Hekau Fundamental: Efígie


O Haje Editar

Devido à sua experiência como habitante de recepientes preparados para esse fim, a khu está apta a reanimar o corpo morto do hospedeiro. Não sofre nenhum das limitações físicas que afligem os outros cadáveres ambulantes. No entanto, enfrenta as barreiras lingüísticas e culturais do mesmo modo que qualquer outro tem-akh.


A Terceira Vida Editar

Um Sakhmu recentemente ressuscitado se delicia com sua nova inspiração. As suas mãos deslocam-se com uma graça que lhe escapava na Segunda Vida. Visões fugidias inspiram a múmia e a sua imaginação inflama-se como nunca anteriormente. O Sakhmu sente-se como se imagens situadas exatamente para além do mundo físico precipitavam-se na realidade, servindo-se dele como instrumento. O estremecimento criativo que decorre é irreprimível (mesmo que momentaneamente) e pode transmitir admiração naquele que contempla uma visão fragmentária da divindade.
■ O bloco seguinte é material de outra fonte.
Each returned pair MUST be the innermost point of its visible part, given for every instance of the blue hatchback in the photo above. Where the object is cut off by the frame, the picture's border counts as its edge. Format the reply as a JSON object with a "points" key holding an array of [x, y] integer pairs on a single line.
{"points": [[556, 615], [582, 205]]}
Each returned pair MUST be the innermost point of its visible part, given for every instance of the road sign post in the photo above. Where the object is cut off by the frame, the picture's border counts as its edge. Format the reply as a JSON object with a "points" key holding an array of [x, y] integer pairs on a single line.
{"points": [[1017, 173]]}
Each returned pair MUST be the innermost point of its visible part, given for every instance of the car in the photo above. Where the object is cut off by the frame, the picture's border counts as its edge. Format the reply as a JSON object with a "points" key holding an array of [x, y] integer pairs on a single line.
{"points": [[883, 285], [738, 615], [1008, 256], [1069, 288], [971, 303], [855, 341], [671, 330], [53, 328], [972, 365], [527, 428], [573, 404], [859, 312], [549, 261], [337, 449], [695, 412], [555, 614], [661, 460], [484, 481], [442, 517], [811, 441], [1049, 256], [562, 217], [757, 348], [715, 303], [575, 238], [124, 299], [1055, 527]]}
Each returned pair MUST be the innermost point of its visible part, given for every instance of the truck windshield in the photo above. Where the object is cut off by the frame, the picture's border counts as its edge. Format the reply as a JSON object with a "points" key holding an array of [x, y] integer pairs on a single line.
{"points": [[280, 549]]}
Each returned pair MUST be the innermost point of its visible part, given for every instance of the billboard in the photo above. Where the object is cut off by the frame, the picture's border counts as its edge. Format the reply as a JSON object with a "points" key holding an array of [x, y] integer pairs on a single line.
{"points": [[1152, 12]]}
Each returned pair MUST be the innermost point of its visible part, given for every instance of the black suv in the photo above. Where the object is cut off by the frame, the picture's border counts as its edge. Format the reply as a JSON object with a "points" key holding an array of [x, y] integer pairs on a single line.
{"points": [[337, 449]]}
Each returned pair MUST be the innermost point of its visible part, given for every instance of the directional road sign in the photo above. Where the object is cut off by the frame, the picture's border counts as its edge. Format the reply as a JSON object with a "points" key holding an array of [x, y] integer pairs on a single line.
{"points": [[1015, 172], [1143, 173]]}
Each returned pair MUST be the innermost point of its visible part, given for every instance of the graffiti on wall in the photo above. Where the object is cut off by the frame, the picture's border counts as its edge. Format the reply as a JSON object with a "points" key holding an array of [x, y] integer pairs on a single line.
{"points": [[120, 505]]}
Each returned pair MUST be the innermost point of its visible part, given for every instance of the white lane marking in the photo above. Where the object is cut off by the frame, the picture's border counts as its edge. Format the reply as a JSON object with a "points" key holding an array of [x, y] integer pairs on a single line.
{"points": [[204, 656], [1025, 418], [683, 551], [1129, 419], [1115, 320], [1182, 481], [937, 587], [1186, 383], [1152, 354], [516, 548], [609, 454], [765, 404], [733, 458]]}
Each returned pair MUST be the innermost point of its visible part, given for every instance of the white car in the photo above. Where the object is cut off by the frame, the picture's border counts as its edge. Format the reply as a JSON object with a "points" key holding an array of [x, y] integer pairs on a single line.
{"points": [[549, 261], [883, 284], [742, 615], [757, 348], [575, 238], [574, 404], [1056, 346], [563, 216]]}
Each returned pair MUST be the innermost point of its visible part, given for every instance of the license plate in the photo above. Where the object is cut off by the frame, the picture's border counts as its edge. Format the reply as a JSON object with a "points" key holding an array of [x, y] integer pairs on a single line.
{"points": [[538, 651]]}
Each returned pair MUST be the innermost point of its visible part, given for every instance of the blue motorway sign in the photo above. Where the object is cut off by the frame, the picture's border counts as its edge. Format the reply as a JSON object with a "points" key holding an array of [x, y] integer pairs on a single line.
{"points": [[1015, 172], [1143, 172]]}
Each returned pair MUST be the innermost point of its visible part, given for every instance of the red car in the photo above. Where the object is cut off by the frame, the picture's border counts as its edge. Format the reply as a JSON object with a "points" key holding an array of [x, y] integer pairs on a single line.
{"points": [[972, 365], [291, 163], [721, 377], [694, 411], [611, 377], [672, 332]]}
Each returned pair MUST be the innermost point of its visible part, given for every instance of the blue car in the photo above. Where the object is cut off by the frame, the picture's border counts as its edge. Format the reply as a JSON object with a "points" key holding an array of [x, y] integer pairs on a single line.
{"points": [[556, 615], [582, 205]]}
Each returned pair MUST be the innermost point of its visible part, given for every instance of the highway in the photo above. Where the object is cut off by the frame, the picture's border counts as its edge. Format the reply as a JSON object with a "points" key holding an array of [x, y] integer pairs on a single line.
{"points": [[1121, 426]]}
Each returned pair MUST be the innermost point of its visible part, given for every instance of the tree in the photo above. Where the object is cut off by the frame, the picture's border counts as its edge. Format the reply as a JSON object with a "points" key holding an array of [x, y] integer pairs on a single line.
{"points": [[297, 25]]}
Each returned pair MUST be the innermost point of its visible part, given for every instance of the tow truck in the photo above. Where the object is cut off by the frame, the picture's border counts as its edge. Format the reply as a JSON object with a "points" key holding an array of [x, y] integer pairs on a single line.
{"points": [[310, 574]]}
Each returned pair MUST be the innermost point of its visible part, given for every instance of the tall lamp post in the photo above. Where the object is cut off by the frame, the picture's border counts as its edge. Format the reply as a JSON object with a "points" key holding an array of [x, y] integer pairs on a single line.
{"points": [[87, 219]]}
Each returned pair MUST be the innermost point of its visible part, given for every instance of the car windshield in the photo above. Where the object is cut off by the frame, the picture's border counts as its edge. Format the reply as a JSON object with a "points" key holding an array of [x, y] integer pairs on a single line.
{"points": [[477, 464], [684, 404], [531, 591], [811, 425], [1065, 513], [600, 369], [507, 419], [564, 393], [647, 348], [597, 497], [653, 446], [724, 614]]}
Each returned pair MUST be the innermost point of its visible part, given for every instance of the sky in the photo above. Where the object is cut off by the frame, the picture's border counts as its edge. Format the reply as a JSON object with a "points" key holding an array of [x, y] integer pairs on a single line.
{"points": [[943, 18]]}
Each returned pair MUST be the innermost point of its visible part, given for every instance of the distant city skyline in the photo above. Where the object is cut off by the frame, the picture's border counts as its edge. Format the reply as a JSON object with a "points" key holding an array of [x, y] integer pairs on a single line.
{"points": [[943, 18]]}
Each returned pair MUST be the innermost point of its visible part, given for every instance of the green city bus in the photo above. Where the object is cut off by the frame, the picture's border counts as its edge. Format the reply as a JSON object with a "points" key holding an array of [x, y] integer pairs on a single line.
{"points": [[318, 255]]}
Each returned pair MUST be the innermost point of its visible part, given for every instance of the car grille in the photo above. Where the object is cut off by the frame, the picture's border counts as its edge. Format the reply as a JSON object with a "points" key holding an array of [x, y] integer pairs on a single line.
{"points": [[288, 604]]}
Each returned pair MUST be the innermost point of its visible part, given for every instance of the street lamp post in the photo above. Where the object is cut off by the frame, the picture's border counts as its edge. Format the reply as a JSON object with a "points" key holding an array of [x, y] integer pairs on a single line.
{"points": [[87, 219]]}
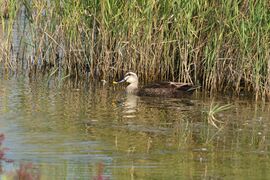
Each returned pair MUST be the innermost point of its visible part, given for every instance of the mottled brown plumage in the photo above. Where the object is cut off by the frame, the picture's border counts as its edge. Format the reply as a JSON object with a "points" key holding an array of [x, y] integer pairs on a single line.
{"points": [[163, 89]]}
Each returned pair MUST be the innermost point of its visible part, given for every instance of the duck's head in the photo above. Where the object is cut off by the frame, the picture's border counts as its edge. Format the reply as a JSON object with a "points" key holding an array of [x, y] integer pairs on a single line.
{"points": [[130, 77]]}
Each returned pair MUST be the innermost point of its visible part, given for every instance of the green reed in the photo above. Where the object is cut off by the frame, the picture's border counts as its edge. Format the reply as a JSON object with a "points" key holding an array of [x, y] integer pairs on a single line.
{"points": [[224, 46]]}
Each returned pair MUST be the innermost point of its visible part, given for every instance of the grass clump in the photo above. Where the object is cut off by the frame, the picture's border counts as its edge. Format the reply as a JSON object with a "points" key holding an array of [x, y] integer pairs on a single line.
{"points": [[224, 46]]}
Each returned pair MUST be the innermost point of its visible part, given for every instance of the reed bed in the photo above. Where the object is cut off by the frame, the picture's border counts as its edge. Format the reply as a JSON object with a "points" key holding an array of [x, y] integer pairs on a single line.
{"points": [[221, 45]]}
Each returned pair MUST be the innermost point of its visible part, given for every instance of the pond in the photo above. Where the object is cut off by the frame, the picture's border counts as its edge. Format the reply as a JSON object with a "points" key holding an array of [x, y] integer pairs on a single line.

Depois de algum tempo, o Cetro Espiritual recua e contempla as suas obras com uma admiração profunda. À medida que progride sobre o caminho de Maat, começa a ver cada coisa como um reflexo da obra do Criador. A arte imbuída de auto-satisfação dá lugar a uma execução que procura servir a funções mais importantes. As suas pinturas evocam as grandes lições da vida e a morte. Aplicações inovadoras e elegantes das novas tecnologias deixam uma herança que pode ajudar outros quando a múmia retornar ao mundo subterrâneo. Uma atenção muito específica ao espírito na matéria permite-lhe fabricar relíquias e vestuários para auxiliar os mortos. O Sakhmu ganha perpetuamente uma compreensão maior do seu papel de relação eterno entre os dois mundos. Vê que é a mão do grande arquiteto e pode ajudar a dar forma às passagens através das quais outros poderão chegar aos reinos espirituais.


Afiliações Editar

A forma como os Cetros Espirituais interagem com a sociedade mortal depende dos seus talentos específicos. Um poeta recém inspirado poderá freqüentar (ou fundar) um clube de poesia boêmia. Um antes incrédulo praticante de vodu poderia aprender a dançar com tanta eloquência que os espíritos reunir-se-iam aos seu redor. Um músico poderia tentar montar um grupo. A diversidade dos centros de interesses reflete-se igualmente na interação do personagem com os grupos de múmias. Os Amenti Sakhmu são encontrados no Culto de Isis e entre os Shemsu-heru. A Corporação Ashukhi recruta de maneira agressiva os Cetros Espirituais, com um faro aguçado para aqueles que comninam a antiga Hekau Efígie com habilidades tecnológicas.